The European Banking Authority (EBA) published today its draft amending Regulatory Technical Standards (RTS) on credit valuation adjustment (CVA) proxy spread. These RTS propose limited amendments to the Commission Delegated Regulation (EU) No 526/2014 for determining proxy spread and limited smaller portfolios for credit valuation adjustment risk, based on two policy recommendations contained in the EBA's CVA report, published on 25 February 2015. Through the proposed amendments the EBA expects to ensure a more adequate calculation of own funds requirements for CVA risk.
These draft amending RTS propose limited amendments to Delegated Regulation (EU) No 526/2014 and aim at further specifying cases where alternative approaches can be used for the purposes of identifying an appropriate proxy spread and LGD MKT.

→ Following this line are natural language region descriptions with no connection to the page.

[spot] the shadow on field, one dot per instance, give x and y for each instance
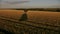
(24, 17)
(3, 31)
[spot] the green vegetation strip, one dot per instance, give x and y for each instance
(28, 24)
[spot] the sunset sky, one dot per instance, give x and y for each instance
(30, 4)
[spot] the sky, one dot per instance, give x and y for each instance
(30, 4)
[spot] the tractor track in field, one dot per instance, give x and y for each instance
(28, 24)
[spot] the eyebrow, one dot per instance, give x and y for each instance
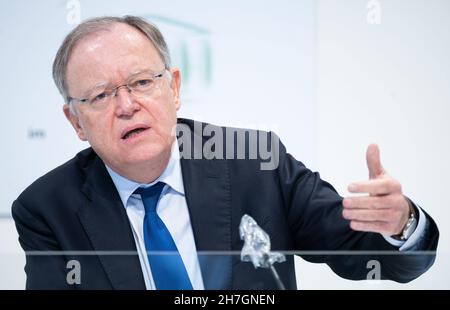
(104, 84)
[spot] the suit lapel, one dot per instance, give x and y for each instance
(106, 223)
(208, 196)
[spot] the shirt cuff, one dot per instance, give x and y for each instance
(413, 240)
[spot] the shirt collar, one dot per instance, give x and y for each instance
(171, 175)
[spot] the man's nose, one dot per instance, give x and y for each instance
(125, 103)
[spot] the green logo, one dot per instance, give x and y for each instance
(190, 49)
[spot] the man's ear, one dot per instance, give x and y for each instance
(175, 85)
(73, 119)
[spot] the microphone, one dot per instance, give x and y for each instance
(256, 248)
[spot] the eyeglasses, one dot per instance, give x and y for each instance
(139, 84)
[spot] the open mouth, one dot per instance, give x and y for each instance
(133, 132)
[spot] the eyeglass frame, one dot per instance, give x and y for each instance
(114, 90)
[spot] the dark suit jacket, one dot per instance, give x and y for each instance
(76, 208)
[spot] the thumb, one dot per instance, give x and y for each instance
(373, 161)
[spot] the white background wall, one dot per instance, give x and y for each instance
(315, 71)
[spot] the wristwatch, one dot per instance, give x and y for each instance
(409, 227)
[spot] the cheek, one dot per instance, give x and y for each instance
(96, 129)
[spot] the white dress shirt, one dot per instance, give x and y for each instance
(173, 211)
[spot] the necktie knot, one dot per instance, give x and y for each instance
(150, 196)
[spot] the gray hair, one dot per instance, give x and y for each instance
(94, 25)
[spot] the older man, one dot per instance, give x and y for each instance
(134, 214)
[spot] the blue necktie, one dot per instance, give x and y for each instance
(168, 270)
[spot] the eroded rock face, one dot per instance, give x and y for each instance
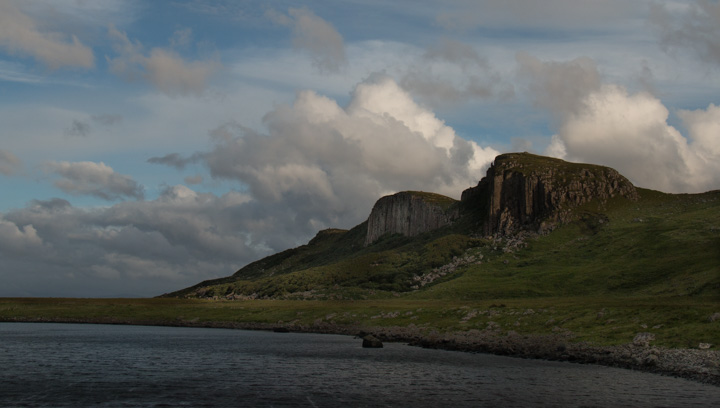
(525, 191)
(410, 213)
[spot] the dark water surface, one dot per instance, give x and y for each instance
(69, 365)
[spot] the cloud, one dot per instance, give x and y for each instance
(606, 124)
(78, 128)
(173, 160)
(107, 119)
(695, 27)
(325, 165)
(314, 35)
(95, 179)
(546, 15)
(19, 34)
(163, 68)
(140, 248)
(9, 163)
(15, 240)
(319, 165)
(560, 86)
(196, 179)
(453, 71)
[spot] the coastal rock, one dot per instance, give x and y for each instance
(522, 191)
(410, 213)
(370, 341)
(643, 339)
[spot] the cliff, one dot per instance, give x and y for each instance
(523, 191)
(410, 213)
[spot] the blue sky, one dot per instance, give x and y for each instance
(148, 145)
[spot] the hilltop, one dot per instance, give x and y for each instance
(533, 227)
(541, 259)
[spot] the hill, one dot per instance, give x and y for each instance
(533, 227)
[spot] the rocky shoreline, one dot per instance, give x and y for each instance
(692, 364)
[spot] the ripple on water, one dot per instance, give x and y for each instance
(132, 366)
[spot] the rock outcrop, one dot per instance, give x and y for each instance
(410, 213)
(522, 191)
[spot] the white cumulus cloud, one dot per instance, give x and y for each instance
(606, 124)
(162, 67)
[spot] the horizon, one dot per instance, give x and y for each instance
(148, 146)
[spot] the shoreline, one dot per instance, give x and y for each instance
(692, 364)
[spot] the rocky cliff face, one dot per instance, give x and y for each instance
(525, 191)
(410, 213)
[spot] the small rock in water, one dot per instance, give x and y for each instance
(643, 339)
(371, 341)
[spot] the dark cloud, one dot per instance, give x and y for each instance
(174, 160)
(315, 36)
(696, 27)
(95, 179)
(197, 179)
(78, 128)
(140, 248)
(319, 165)
(107, 119)
(453, 71)
(9, 163)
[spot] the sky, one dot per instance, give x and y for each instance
(146, 146)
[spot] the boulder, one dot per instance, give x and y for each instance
(370, 341)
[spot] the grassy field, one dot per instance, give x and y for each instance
(676, 322)
(623, 268)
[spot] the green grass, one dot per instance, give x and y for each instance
(676, 322)
(622, 268)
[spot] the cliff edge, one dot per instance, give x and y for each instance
(523, 191)
(410, 213)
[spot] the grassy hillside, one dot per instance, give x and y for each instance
(661, 245)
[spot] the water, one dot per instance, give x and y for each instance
(68, 365)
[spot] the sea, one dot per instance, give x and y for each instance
(84, 365)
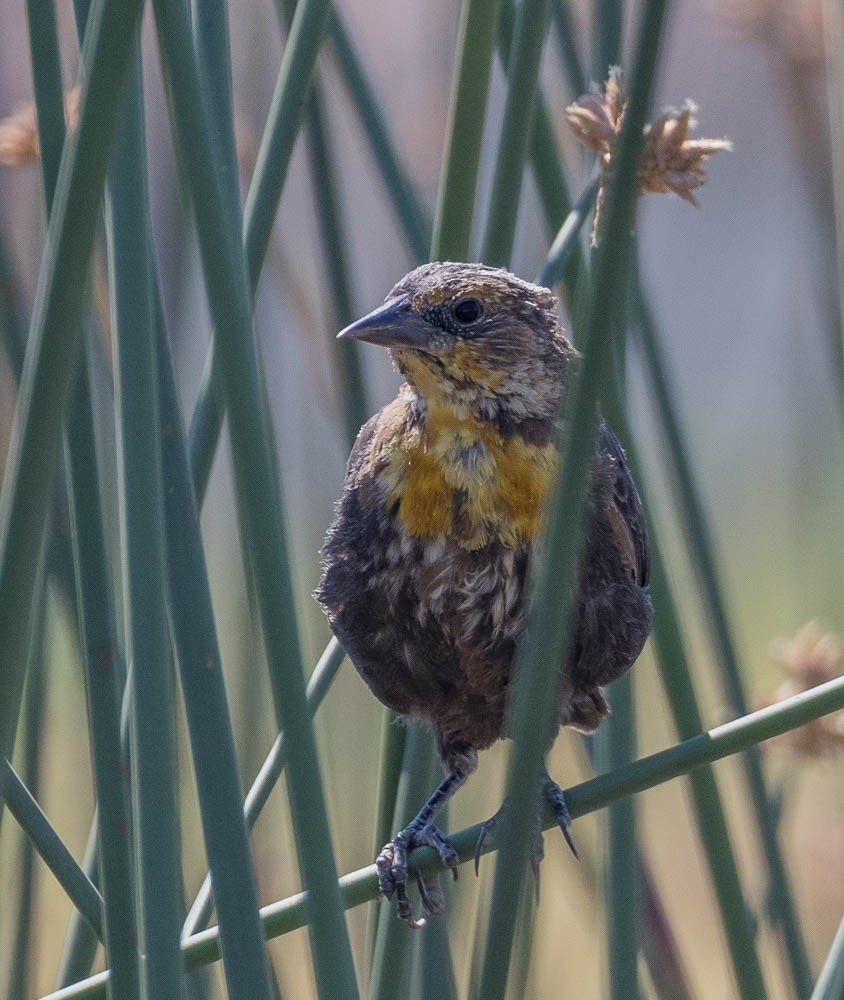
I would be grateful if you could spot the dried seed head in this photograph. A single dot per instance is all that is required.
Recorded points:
(671, 161)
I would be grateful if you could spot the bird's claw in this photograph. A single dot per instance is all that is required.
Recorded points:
(391, 865)
(554, 796)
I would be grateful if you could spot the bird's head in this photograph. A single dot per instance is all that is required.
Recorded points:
(475, 338)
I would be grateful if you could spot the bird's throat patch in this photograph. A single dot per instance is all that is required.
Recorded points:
(462, 479)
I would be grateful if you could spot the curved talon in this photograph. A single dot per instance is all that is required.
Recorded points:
(431, 894)
(487, 829)
(554, 796)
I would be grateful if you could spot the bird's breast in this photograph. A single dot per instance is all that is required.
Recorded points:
(463, 479)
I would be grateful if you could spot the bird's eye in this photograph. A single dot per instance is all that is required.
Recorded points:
(467, 311)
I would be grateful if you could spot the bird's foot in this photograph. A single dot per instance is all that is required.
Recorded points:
(391, 864)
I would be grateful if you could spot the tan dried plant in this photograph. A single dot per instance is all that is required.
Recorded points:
(19, 130)
(672, 160)
(812, 657)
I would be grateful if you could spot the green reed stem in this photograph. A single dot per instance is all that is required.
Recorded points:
(706, 748)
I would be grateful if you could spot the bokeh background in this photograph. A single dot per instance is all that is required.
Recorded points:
(746, 294)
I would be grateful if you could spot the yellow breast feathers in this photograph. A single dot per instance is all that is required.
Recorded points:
(461, 478)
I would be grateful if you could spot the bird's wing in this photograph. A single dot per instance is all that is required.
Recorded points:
(624, 510)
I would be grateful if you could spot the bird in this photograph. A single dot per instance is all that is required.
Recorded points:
(426, 563)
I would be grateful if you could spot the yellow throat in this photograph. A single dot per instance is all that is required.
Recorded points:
(459, 477)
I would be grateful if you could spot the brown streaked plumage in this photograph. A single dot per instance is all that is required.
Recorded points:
(444, 498)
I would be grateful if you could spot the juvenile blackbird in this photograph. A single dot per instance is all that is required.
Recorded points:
(426, 562)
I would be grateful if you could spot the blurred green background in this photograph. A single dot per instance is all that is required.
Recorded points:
(746, 295)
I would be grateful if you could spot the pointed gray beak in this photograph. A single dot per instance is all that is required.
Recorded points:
(394, 324)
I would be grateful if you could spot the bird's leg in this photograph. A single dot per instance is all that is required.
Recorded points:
(391, 863)
(553, 795)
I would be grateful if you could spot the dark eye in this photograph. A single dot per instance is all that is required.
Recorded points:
(468, 311)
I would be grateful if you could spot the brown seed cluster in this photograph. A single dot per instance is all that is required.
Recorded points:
(672, 160)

The amendments follow on from policy recommendation No 7 and 8 of the CVA Report
, published on 25 February 2015, which showed persistent difficulties in determining appropriate proxy spreads and LGD MKT for a large number of counterparties.
The amendments proposed today are expected to lead to a more adequate calculation of own funds requirements for CVA risk, thus partially remedying the misalignment of the prudential CVA risk framework and the internal management of CVA risk.
Legal basis and background
The draft amending RTS have been developed according to Article 383(7) of Regulation (EU) No 575/2013 (Capital Requirements Regulation – CRR), which mandates the EBA to develop draft RTS to specify how a proxy spread is to be determined for the purposes of identifying si and LGD MKT.